Carew Creek Falls (also referred to as just Carew Falls) was an early morning waterfall adventure for me as I left from the town of Greymouth.
Typically, I’d imagine this could also be a detour from the Arthur’s Pass area since it sat not far off the Arthur’s Pass Highway (SH73).
This reportedly 30m waterfall had a bit of a rivuleted appearance given the rough but polished underlying rock that give the falls such texture.
What I remembered most about this waterfall was that it faced the southwestern shores of Lake Brunner while it was also a quiet and serene experience (though my early morning start might have had something to do with that).
Accessing Carew Creek Falls
From the signposted car park (see directions below), I then proceeded to walk through a forested path for about 15 minutes in each direction.

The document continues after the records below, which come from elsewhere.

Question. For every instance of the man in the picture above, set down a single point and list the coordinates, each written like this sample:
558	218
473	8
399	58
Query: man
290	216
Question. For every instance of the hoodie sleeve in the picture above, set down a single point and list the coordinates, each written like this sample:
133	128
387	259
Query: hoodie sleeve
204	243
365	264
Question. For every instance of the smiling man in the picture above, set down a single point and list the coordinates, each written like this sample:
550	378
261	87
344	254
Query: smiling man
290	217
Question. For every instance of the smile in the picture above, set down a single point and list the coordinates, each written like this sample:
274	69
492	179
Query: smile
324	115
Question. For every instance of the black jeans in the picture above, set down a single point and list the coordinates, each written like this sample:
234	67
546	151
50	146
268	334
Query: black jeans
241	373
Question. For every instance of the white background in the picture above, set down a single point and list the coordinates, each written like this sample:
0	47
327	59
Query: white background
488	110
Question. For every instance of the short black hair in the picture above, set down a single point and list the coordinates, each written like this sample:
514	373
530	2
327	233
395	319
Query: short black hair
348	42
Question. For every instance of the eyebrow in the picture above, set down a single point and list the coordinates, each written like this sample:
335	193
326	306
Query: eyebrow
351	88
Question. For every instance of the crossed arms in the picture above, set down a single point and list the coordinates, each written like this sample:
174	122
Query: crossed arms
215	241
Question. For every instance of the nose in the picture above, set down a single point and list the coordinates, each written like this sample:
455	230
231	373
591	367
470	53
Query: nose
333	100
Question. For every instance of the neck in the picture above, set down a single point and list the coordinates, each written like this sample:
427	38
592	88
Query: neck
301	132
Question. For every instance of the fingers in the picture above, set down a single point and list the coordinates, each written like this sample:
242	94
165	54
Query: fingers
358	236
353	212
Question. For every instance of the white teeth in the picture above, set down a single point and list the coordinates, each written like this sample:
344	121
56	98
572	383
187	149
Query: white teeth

I think the guidance from the Department of Conservation (DoC) said it was an hour return.
However, I’d imagine that given the time it took me to do it, their pace would be more of a real leisurely stroll.
After getting through the bush, I then got onto an open rocky surface where I found myself in front of the pleasing waterfall.
I did have to exercise some caution to minimize the risk of a slip and fall, however.
But I thoroughly enjoyed viewing the falls then turning around to get a look back at Carew Creek making its way down to Lake Brunner.
When I returned to the car, I did a little bit of some more exploring around the Lake Brunner Lodge area, and that was when I realized that this waterfall could also be seen (somewhat) from around the lodge.
That said, I’d imagine even better contextual views of the falls could be had from being on Lake Brunner itself (provided you could find a way to get access to a boat).
Carew Creek Falls is administered under the jurisdiction of the Department of Conservation. For information or inquiries about the area as well as current conditions, visit their website.
The way I drove to Carew Creek Falls was by going south from the SH6 and SH7 junction in Greymouth for about 18km to the Kumara Junction (I recalled there was one scary bridge where both cars and trains were sharing that bridge during this drive!). Then, I turned left onto SH73 (Arthur’s Pass Highway) and drove about 7.5km to the town of Kumara, where just at the east end of town was the turnoff for the Kumara-Inchbonnie Rd. Turning left onto that road, I then followed it for about 21km (some parts of it were unsealed) before reaching the signposted trailhead just past the Brunner Lodge.
Alternatively, I could have also gone 45km east of the Kumara Junction on SH73 then turning left onto Lake Brunner Rd then leave the road for Kumara-Inchbonnie Rd after 5.5km. Then, take the Kumara-Inchbonnie Rd for another 11.5km to the trailhead on the left just before the Brunner Lodge.